Part III: (a) GDP stands for Gross Domestic Product. Gross Domestic Product is value of all goods and services sold as final goods in a certain country. It is the final sales plus the change in business inventory. Technically it is the output growth of a nation with regards to many aspects. There are two approaches to measure GDP: income and expenditure. The expenditure approach is a more logical and better approach and is calculated through a certain formula. In order to formulate the Gross Domestic Product, you must take the sum of consumption, investment, government, and export, subtracted by import costs. Consumption is based on durable and non-durable goods, and services sold throughout the nation. Investment consists of residential and non-residential investments into companies in that nation. The government aspect of this formula consists of government spending which could consist of infrastructure, research, etc. This is the easiest way to calculate nation output and income. GDP is also used to calculate many other important sets of data such as Gross National Product (GNP), Net Nation Product (NNP), Nation Income (NI), Personal Income, Disposable Income, Gross National Income (GNI), and GDP per capita which is an important tool in calculating a country's standard of living. (b) More often than not, the expenditure approach to measuring GDP is used compared to income approach because it is more efficient and takes into account only the final sales of all goods and services sold within that nation. Basically it easily takes how much is spent into one easy formula and is able to measure GDP. The income approach seems to be more complicated because it requires much more information such as compensation of employees, proprietors' income, rental income, corporate profit, net interest, indirect tax (minus subsidies), net business transfer payment, and surplus of government enterprises. Even though both methods should yield the same GDP, the expenditure approach is more reliable and efficient, therefore the reason most economists prefer that measure.

Part IV: (a) Deflation and and disinflation may seen to be similar, but they are actually very much different. Deflation is when prices drop over a period of time. This price can be for any goods or services but at a general level. Deflation is normally a bad thing when prices continue to fall. Deflation causes money to be worth more because you can get more goods and services from a certain amount of money. Disinflation on the other hand is similar to inflation because prices are increasing, but it is the slow down or inflation. Because the inflation rate is dropping but is still positive, it causes lower interest rates which is good for the economy. Another way to show disinflation is a decrease in the percentage of inflation over multiple periods of time. (b) A treasury bond has many differences and similarities as corporate bonds. First of all, a treasury is form of capital issued by the United States government. Corporate bonds are similar but they are issued by firms in order to collect capital for business purposes. The main difference between the two is the risk taken. With United States treasury bonds, there is little risk and is backed up but there could be little return.
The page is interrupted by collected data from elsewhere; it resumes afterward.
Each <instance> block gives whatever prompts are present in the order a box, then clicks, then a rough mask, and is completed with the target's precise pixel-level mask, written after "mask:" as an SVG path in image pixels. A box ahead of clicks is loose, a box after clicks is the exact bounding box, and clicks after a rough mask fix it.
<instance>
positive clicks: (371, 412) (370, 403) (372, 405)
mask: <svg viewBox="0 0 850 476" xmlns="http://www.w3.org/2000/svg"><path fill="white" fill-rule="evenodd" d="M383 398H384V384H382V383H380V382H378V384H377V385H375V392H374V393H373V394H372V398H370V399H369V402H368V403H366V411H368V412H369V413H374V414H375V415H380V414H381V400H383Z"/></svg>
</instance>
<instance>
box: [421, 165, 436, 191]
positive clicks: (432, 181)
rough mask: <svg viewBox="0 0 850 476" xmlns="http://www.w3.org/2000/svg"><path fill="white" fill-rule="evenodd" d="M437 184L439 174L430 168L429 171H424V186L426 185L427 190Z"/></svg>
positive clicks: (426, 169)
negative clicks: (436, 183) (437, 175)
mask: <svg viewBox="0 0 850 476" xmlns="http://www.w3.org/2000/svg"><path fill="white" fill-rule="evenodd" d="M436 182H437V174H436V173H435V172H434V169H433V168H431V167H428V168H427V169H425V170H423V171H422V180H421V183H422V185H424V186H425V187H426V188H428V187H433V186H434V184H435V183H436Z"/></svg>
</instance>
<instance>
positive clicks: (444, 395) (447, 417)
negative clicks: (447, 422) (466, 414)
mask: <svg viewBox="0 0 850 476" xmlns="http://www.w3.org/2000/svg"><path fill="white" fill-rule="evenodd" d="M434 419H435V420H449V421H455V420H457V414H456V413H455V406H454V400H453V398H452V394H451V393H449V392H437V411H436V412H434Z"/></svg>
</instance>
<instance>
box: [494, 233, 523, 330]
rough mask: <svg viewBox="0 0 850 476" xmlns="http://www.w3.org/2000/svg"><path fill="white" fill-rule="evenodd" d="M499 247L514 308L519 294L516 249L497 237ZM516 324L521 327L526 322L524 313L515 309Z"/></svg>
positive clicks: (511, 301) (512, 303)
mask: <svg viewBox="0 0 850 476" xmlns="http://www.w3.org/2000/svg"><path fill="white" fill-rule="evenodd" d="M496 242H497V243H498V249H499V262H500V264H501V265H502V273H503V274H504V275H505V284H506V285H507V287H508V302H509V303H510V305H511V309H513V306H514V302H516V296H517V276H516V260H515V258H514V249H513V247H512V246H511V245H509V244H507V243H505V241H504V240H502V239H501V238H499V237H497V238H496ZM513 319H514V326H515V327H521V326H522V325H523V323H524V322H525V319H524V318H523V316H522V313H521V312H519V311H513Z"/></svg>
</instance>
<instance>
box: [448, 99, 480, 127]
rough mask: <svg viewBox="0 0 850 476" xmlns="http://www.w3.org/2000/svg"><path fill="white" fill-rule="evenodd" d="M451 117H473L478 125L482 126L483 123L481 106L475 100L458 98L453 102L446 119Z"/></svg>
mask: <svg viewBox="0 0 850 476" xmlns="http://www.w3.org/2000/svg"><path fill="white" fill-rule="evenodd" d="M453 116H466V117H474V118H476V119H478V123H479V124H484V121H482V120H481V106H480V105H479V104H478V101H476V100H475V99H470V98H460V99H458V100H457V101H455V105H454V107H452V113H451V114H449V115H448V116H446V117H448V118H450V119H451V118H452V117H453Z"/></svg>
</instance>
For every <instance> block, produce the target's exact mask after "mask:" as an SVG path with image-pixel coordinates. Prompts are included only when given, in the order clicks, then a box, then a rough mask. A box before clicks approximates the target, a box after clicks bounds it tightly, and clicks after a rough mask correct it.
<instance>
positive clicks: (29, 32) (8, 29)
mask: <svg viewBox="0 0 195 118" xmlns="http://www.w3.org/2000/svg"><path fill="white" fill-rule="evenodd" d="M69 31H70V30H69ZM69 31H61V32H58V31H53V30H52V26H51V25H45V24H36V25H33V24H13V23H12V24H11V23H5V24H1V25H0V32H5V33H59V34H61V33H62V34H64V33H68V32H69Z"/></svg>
Corporate bonds, on the other hand, have a great deal of risk but can have pretty good rewards. The risk comes if the corporation that you buy a corporate bond from goes bankrupt, then you could lose the money you invested in the bond. Many people prefer corporate bonds for the reason that there could be great rewards. Also, another difference is the maturity date of the bonds. With US treasury bonds, the maturity date can last anywhere from 10 to 30 years while corporate bonds do not have as long of a maturity date.